Readers of the 4th edition of Intermediate Physics for Medicine and Biology may find a news feature by Jonathan Knight published in the September 19, 2002 issue of Nature interesting. The article “Physics Meets Biology: Bridging the Culture Gap” (Volume 419, Page 244–246) begins
“In late July, several dozen physicists with an interest in biology gathered at the Colorado mountain resort of Snowmass for a birthday celebration. Hans Frauenfelder, a physicist who began studying proteins decades ago, turned 80 this year. But unofficially, the physicists were celebrating something else—a growing feeling that their discipline’s mindset will be crucial to reaping the harvest of biologys postgenomic era.
It continues:
“Biology today is where physics was at the beginning of the twentieth century,” observes José Onuchic, who is the co-director of the new Center for Theoretical Biological Physics (CTBP) at the University of California, San Diego. It is faced with a lot of facts that need an explanation.

Physicists believe that they can help, bringing a strong background in theory and the modeling of complexity to nudge the study of molecules and cells in a fresh direction. What has been all too rare in biology is the symbiosis between theory and experiment that is routine in physics, says Laura Garwin, director of research affairs at Harvard Universitys Bauer Center for Genomics Research, who has made her own transition to biology—she was once Natures physical-sciences editor.
The article concludes
“Onuchic believes that immersing young physicists in the culture of biology is the key.

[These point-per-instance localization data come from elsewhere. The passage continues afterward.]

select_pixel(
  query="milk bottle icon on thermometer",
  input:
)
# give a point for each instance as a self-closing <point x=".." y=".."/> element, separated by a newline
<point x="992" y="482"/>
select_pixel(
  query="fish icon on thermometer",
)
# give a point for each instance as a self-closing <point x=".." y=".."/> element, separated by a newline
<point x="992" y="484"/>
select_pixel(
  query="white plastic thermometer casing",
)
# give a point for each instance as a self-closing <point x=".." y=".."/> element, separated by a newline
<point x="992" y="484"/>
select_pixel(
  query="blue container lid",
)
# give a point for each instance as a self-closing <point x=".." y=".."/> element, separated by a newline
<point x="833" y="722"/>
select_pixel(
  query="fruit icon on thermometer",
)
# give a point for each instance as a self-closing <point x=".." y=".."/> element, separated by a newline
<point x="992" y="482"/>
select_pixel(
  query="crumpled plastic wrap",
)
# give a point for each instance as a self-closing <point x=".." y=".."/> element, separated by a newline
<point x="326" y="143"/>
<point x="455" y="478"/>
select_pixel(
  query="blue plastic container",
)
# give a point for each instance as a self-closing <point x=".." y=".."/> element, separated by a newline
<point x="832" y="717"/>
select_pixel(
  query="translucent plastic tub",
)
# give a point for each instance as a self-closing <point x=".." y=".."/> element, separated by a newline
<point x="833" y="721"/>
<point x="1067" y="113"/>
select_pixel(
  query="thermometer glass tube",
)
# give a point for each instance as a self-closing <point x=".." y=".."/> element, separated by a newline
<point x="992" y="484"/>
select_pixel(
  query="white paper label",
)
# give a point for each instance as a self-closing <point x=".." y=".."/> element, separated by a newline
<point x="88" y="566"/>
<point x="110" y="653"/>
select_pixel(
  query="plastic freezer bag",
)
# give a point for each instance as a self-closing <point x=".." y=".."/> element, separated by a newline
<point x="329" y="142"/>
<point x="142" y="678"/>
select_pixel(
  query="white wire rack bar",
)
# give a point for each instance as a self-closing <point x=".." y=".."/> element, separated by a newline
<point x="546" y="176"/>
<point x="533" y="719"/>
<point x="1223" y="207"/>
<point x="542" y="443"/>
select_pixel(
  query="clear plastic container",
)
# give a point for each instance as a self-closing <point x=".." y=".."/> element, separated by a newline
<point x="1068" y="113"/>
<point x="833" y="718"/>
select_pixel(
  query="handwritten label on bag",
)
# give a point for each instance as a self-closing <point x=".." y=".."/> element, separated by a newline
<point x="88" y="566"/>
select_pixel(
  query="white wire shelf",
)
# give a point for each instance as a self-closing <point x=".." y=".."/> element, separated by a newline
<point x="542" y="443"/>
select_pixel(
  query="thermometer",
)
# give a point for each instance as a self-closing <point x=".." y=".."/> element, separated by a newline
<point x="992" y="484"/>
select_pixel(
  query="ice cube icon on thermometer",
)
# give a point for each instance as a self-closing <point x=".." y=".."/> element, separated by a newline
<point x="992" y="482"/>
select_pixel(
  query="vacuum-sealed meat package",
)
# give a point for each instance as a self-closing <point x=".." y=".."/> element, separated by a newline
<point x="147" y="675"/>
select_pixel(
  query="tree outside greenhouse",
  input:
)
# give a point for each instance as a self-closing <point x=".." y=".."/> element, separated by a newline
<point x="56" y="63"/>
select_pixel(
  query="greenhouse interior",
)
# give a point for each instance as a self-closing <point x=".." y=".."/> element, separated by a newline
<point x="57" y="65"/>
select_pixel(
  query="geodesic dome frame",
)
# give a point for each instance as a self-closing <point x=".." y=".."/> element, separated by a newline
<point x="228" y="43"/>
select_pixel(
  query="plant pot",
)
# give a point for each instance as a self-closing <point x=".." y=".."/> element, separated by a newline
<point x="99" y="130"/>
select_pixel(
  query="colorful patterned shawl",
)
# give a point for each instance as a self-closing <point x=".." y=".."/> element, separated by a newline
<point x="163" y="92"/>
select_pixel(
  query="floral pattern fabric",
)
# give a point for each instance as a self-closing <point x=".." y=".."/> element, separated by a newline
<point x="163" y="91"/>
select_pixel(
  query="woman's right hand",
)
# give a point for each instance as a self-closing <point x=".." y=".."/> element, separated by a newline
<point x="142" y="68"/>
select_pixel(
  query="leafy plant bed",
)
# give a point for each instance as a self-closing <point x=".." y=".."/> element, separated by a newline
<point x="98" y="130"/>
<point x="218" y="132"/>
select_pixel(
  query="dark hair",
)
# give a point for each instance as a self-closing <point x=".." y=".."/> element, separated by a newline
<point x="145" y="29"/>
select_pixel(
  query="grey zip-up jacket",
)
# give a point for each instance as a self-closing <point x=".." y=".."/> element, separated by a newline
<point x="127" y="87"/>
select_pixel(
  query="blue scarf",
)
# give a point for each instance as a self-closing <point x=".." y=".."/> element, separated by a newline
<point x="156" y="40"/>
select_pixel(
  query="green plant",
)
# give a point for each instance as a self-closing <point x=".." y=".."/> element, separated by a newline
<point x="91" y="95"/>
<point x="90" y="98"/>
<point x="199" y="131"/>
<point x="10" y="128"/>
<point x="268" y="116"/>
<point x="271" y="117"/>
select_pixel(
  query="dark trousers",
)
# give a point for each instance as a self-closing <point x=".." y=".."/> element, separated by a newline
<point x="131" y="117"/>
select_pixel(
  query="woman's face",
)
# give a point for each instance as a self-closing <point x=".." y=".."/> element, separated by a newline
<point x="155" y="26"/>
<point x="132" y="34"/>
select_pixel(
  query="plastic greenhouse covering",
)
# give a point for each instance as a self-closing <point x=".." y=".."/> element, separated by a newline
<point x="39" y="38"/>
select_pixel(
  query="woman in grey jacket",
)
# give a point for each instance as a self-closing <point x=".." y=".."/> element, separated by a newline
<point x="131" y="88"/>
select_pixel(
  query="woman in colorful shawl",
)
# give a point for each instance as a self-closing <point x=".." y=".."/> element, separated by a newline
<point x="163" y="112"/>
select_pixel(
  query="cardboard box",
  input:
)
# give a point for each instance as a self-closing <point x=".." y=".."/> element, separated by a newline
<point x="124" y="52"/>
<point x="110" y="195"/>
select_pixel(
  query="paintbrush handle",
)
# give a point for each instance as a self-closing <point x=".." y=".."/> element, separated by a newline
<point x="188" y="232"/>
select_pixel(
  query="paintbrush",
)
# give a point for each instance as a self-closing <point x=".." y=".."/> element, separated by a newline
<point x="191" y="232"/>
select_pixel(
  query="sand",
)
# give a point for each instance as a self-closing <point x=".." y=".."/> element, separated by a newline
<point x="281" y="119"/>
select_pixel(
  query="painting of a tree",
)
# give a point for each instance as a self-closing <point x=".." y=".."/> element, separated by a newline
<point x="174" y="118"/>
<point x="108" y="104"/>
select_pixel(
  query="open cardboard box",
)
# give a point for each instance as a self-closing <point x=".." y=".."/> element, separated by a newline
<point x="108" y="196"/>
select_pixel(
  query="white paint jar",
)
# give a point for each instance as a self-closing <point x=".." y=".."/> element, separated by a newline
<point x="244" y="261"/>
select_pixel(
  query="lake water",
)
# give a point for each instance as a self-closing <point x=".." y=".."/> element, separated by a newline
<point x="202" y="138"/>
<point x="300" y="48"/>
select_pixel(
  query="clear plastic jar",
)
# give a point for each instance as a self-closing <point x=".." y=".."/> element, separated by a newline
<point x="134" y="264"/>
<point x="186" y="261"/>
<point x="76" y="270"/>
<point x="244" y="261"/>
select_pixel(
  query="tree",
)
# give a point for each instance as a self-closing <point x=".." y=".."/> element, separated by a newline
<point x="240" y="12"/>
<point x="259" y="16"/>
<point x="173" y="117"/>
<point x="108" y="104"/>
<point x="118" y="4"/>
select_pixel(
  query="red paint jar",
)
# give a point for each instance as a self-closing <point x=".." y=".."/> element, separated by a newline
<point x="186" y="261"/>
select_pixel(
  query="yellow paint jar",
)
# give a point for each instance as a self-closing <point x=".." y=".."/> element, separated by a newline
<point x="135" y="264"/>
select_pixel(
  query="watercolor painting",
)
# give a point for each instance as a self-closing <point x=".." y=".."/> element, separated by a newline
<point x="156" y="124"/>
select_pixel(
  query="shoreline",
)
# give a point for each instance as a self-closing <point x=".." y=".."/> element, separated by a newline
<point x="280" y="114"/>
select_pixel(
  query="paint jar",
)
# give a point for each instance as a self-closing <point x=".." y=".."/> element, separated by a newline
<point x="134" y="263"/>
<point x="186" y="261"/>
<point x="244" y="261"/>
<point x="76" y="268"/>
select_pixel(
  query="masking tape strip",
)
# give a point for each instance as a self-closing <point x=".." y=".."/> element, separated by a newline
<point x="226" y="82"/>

At the CTBP, postdocs train in both disciplines simultaneously, developing projects that involve two labs, one in biology and one in physics. They attend two sets of group meetings, and so learn the language and mentality of both disciplines at the same time. They get inside the culture of the two fields, Onuchic says. They get comfortable with the vocabulary and the journals. Life in both labs is more important than any classes you can take.

Time will tell whether the new generation of biological physicists avoid becoming the lonely children of biology. But for now, the prospects look bright. We have always been the odd kids in the playground, says Onuchic. But we never gave up, and now we are becoming very popular.”